Qdrant’s architecture, written in Rust, gives you memory efficiency and low-level performance control that higher-level languages ​​don’t match at the same cost. The open source foundation compounds that advantage: community feedback and developer adoption are what allow a company of Qdrant’s scale to compete with vendors that have much greater engineering resources.

"Without it, we wouldn’t be where we are now at all," Zayarni said.

How two production teams found the limits of general-purpose databases

Companies building AI production systems on Qdrant are making the same argument from different directions: agents need a retrieval layer, and conversational or contextual memory is no substitute for it.

GlassDollar helps companies like Siemens and Mahle evaluate startups. Search is the core product: a user describes a need in natural language and gets a ranked list from a corpus of millions of companies. The architecture performs query expansion on every request: a single message is deployed into multiple parallel queries, each of which retrieves candidates from a different angle, before the results are combined and re-ranked. This is an agent recovery pattern, not a RAG pattern, and requires a purpose-built search infrastructure to maintain it at volume.

The company migrated from Elasticsearch as it grew toward 10 million indexed documents. After moving to Qdrant, it reduced infrastructure costs by approximately 40%, removed a keyword-based compensation layer it had maintained to compensate for Elasticsearch relevance gaps, and saw a 3x increase in user engagement.

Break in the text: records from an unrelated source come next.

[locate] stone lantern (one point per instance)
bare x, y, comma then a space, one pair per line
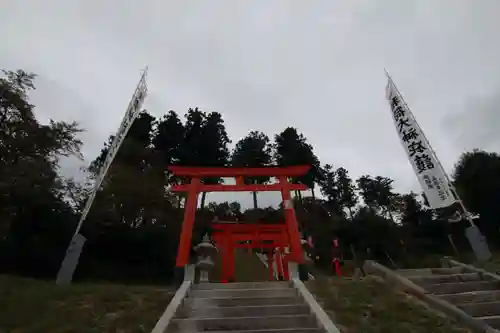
205, 252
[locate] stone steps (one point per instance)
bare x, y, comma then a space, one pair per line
481, 309
254, 307
245, 323
242, 285
247, 292
276, 330
461, 287
445, 278
493, 321
246, 311
472, 297
475, 293
240, 301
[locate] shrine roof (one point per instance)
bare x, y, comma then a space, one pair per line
290, 171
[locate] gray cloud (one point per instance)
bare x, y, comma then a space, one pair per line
267, 65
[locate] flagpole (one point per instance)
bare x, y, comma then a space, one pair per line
450, 184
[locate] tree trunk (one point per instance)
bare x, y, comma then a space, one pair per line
254, 194
390, 215
203, 197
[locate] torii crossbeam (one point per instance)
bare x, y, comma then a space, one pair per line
282, 174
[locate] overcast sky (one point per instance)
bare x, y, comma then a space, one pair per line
266, 65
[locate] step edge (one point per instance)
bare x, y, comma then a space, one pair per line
252, 317
257, 306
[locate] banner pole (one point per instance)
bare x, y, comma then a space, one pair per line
433, 152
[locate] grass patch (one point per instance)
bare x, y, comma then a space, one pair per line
34, 306
371, 306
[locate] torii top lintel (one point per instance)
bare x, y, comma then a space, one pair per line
291, 171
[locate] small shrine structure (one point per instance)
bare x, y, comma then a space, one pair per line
275, 238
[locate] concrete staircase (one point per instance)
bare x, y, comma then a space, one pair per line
476, 294
251, 307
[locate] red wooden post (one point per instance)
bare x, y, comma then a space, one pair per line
286, 270
270, 265
279, 263
291, 222
230, 258
187, 225
335, 257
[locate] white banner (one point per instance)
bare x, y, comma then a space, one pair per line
429, 172
133, 110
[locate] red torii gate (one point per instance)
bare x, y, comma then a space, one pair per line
196, 187
232, 235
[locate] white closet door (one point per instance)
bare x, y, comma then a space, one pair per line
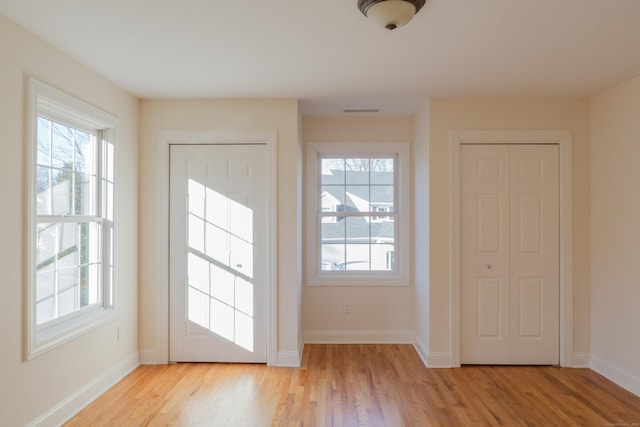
218, 236
509, 254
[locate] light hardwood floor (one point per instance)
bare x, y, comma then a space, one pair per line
361, 385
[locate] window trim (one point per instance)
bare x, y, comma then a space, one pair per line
59, 106
403, 258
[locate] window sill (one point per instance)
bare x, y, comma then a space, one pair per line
58, 332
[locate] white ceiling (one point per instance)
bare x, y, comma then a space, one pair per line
327, 54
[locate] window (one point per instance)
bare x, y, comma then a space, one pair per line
358, 215
70, 287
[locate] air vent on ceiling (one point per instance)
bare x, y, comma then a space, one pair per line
361, 110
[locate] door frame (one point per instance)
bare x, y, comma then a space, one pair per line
168, 138
563, 139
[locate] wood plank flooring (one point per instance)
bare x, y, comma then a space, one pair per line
361, 385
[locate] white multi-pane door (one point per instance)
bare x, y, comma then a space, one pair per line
218, 237
509, 254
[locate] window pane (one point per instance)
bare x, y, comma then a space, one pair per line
357, 248
357, 171
43, 191
44, 141
332, 198
84, 152
61, 146
62, 191
84, 194
68, 268
383, 245
332, 171
357, 198
382, 171
333, 241
382, 198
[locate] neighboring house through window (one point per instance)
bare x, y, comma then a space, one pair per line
70, 286
358, 218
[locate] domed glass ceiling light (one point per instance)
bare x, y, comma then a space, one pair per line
390, 14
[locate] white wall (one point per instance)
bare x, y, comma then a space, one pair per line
378, 313
615, 234
421, 231
29, 389
446, 115
279, 115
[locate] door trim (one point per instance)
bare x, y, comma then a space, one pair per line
168, 138
564, 141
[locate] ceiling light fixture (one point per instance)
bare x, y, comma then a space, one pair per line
390, 14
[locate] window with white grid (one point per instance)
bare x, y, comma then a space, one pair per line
70, 286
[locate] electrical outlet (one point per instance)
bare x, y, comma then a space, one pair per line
346, 307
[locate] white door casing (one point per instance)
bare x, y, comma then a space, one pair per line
220, 253
563, 140
509, 254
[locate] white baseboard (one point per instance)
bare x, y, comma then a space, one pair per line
439, 360
622, 377
150, 357
421, 349
77, 401
580, 360
289, 359
358, 337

"We measure success by remembering," Kamen Kanev, head of product at GlassDollar, told VentureBeat. "If the best companies don’t appear in the results, nothing else matters. The user loses trust."

The agent memory and extended context windows are also not sufficient to absorb the workload that GlassDollar needs.

"That’s an infrastructure problem, not a conversation state management task," said Kanev. "It is not something that is solved by extending a context window."

Another Qdrant user is &AIwhich is building infrastructure for patent litigation. Its AI agent, Andy, performs semantic searches across hundreds of millions of documents spanning decades and multiple jurisdictions. Patent attorneys will not act on AI-generated legal text, meaning that every result the agent presents must be based on a real document.

"Our entire architecture is designed to minimize the risk of hallucinations by making recovery the primitive core, not generation," Herbie Turner, founder and CTO of &AI, told VentureBeat.

For &AI, the agent layer and the recovery layer are different by design.

"Andy, our patent agent, is built on Qdrant," Turner said. "The agent is the interface. The vector database is the fundamental truth."

Three Signs It’s Time to Leave Your Current Settings

The practical starting point: use any vector capabilities that are already in your stack. The evaluation question is not whether to add vector search, but when your current configuration is no longer adequate. Three signals mark that point: the quality of the recovery is directly related to trading results; query patterns involve expansion, multi-stage reclassification, or calls to parallel tools; or the data volume reaches tens of millions of documents.

At that point, the evaluation moves to operational questions: how much visibility your current configuration gives you into what’s happening in a distributed cluster and how much performance headroom you have when agent query volumes increase.

"There is a lot of noise right now about what replaces the recovery layer," said Kanev. "But anyone building a product where the quality of retrieval is the product, and where missing a result has real business consequences, needs a dedicated search infrastructure."